SEMARANG, suaramerdeka.com - Belasan pedagang unggas di Pasar Induk Raharja atau Pasindra bersikeras pindah ke RPU Penggaron. Mereka bersedia pindah jika surat izin dasaran secara resmi diterbitkan.
Sri Slamet (53), salah satu pedagang menolak pindah sebelum surat dasaran itu dibagikan.

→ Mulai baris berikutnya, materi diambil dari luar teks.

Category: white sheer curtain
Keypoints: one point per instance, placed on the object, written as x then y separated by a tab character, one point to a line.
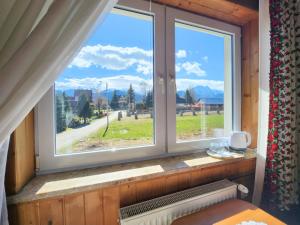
37	40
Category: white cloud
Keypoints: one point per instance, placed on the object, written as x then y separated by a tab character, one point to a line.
114	58
205	58
122	82
177	67
183	84
181	53
119	82
192	68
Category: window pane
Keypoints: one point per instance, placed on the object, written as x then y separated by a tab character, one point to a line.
200	72
104	98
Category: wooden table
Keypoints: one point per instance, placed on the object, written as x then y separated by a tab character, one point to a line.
230	212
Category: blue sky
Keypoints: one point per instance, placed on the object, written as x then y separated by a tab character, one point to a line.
120	52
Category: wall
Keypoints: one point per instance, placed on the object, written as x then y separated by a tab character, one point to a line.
101	207
20	160
250	79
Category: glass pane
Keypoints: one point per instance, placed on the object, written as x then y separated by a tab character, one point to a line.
200	71
104	98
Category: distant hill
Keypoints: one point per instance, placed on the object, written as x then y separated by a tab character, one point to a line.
200	92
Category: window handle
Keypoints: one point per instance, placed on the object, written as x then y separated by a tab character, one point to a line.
161	82
172	82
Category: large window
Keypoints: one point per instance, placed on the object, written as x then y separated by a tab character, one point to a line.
144	83
104	98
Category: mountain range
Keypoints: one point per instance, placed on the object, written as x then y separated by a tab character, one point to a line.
198	92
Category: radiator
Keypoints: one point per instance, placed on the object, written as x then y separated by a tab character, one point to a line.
164	210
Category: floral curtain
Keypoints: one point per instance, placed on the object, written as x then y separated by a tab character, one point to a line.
281	179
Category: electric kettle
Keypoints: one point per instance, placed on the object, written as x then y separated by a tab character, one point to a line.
239	140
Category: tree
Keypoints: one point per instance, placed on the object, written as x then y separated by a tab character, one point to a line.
84	108
60	115
67	106
149	100
98	105
114	104
131	97
188	97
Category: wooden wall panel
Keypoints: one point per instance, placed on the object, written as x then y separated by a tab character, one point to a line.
218	9
27	214
74	210
250	80
111	205
94	208
127	194
51	212
21	156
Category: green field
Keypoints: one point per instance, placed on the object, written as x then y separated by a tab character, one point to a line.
129	132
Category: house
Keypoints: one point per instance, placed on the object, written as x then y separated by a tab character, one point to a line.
213	88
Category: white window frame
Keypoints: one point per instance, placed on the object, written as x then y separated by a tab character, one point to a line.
164	98
49	161
232	80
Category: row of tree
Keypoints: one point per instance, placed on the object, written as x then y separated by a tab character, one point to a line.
68	117
147	102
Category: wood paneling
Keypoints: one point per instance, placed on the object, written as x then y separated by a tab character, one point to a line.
94	208
74	210
218	9
27	214
111	201
101	207
51	212
250	79
21	159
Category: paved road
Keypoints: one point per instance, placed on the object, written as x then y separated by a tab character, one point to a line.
66	138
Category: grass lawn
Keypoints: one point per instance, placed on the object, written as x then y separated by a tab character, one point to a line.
190	126
129	132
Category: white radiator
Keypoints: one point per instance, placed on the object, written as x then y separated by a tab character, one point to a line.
164	210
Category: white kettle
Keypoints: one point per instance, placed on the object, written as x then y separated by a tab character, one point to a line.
239	140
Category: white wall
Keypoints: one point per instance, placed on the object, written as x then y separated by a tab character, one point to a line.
264	67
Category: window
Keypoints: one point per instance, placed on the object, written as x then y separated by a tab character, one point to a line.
104	99
144	83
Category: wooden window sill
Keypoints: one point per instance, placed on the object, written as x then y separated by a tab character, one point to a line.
65	183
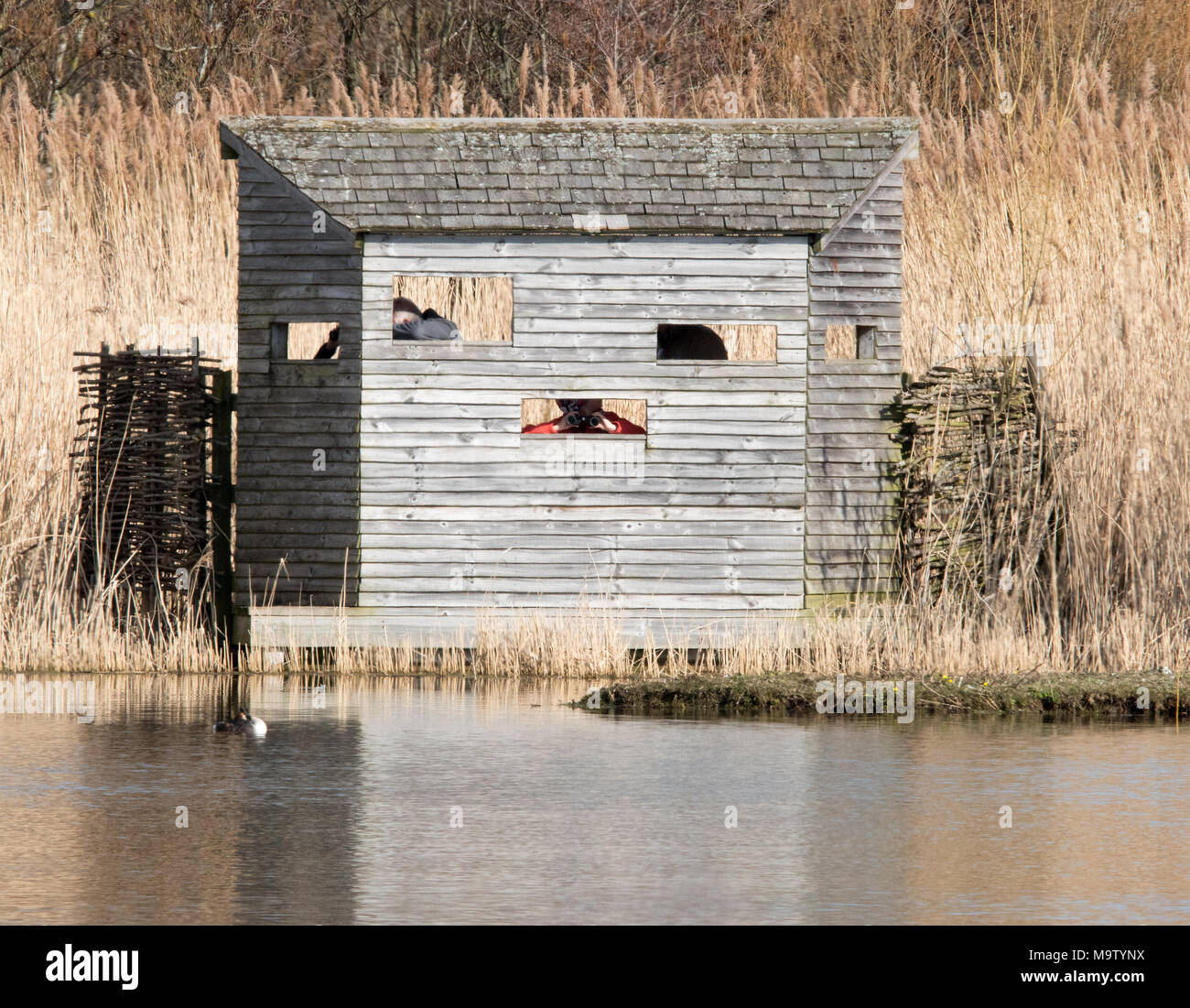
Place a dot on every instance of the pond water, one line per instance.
(380, 800)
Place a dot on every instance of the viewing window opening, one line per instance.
(727, 341)
(452, 309)
(851, 343)
(583, 417)
(305, 341)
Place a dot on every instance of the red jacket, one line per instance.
(622, 428)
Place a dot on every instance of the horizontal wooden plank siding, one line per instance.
(298, 423)
(851, 501)
(703, 515)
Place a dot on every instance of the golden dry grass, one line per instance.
(1066, 207)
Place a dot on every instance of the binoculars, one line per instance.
(579, 420)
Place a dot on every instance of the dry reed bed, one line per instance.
(1063, 211)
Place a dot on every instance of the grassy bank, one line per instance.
(1138, 694)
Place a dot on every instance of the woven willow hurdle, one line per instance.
(980, 509)
(143, 455)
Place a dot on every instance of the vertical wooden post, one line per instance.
(221, 504)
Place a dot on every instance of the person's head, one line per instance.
(404, 310)
(583, 407)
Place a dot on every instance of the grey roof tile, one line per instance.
(525, 175)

Pasalnya, surat izin menempati lapak berukuran 1,5x3 meter ini bisa dipergunakan sebagai jaminan untuk meminjam modal.
"Nanti kalau surat dasaran itu sudah keluar, saya bersedia tempati lapak di RPU Penggaron," ujarnya, hari ini (10/2), usai mengikuti pertemuan di Balai Kota.
Direktur Utama Pasindra Agus Sofyan Hadi mengatakan, pada prinsipnya pihaknya mendukung program Pemkot yang memusatkan usaha pemotongan unggas di satu tempat. Namun yang perlu serius diperhatikan adalah pengelolaan limbah.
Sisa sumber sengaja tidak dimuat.